Zambra writes about students in a prestigious school in Chile during Pinochet’s reign. Their education is defined by the specter of the Academic Aptitude Test, a standardized test all students must take before being considered for higher education. This theme becomes immersive, drawing the reader in by mimicking the format of a reading comprehension test. It ends with multiple choice questions, offering absurd possible answers that often miss the point (and with no answer key).

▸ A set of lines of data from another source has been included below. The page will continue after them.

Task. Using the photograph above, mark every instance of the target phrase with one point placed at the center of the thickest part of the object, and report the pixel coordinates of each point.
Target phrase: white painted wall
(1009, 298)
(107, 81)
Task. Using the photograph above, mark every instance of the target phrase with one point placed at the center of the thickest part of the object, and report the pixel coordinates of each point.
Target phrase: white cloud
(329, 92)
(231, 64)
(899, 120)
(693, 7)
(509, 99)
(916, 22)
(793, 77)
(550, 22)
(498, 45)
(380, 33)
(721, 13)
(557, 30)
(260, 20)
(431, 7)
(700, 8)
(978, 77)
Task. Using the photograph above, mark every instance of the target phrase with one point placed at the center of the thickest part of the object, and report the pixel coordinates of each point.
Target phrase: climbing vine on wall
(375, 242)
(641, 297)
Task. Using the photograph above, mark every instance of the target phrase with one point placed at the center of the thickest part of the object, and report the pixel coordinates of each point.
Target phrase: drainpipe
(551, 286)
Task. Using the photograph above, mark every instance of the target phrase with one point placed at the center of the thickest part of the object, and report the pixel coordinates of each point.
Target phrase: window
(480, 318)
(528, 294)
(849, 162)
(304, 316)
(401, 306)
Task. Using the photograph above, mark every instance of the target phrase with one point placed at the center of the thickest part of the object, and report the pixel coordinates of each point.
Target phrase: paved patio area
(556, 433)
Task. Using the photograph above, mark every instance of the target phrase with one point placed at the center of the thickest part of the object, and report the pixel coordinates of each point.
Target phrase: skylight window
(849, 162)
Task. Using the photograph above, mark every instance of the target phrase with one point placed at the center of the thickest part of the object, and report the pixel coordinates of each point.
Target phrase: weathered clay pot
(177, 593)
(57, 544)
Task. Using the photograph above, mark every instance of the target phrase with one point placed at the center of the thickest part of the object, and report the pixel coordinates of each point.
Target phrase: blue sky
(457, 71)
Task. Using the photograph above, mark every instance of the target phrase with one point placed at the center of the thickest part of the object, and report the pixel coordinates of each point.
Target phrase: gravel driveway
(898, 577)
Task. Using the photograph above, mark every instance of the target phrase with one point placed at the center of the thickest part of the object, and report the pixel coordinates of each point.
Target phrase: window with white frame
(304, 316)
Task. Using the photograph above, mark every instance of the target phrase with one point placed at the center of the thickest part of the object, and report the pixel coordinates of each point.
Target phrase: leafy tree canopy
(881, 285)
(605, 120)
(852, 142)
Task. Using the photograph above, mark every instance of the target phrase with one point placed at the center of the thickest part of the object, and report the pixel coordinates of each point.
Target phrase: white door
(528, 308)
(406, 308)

The Academic Aptitude Test and its failings are tied specifically to the dictatorship in the story, but every student who has gone through a standardized educational system can relate to the feeling that you are being asked not to think, but to do what you are told. The test is an absurd measure of your intelligence and worth, but you have to play the game regardless.
“Drinking Coffee Elsewhere” from Drinking Coffee Elsewhere, by ZZ Packer
“On my ride from the bus station to the campus, I’d barely glimpsed New Haven—a flash of crumpled building here, a trio of straggly kids there. A lot like Baltimore. But everything had changed when we reached those streets hooded by the gothic buildings. I imagined how the college must have looked when it was founded, when most of the students owned slaves. I pictured men wearing tights and knickers, smoking pipes.”
Drinking Coffee Elsewhere tackles that well-worn territory of people “finding themselves” in college. We are all familiar with the image of college students experimenting with different identities, often going overboard with newfound freedom. College is confusing and exhilarating, because you get to completely decide who you want to be—but Packer challenges that idea, showing the limits of reinvention: No matter how much you might want to escape to a different world, start afresh, you are always going to bring yourself with you.
The story offers a complex discussion of the ways in which institutionalized education is often disconnected from students’ realities, especially lower class or minority students. Yale, with its masses of expectations, social groups, well-meaning staff, and its loaded history, becomes almost claustrophobic when combined with protagonist Dina’s personal baggage. To adapt to the institution starts to mean erasing herself. And yet, parts of her feel comfortable in the setting and among her peers. Ultimately, she cannot function at Yale without denying the facts of her past or ignoring the school’s context: An elitism that is pervasive through to the very architecture of the buildings.
While none of these stories are particularly similar, they do all offer some criticism of how education can be out of step with reality. Being a student is to be trapped in a system, and generally a flawed one. There are obviously many affirming, exciting, inspirational moments to be found through learning. However, I would argue the experience is more defined by the day-to-day grind of bureaucracy, the feeling of not fitting in, and the lingering certainty that what you are learning will never be of practical use. These stories confront the frustrating aspects of education: one offering an optimistic way around, one a cheeky acceptance of a rigged system, and one a sobering reflection on the unsustainability of it all. If you are going back to school this fall, hopefully you can find a balance between the three.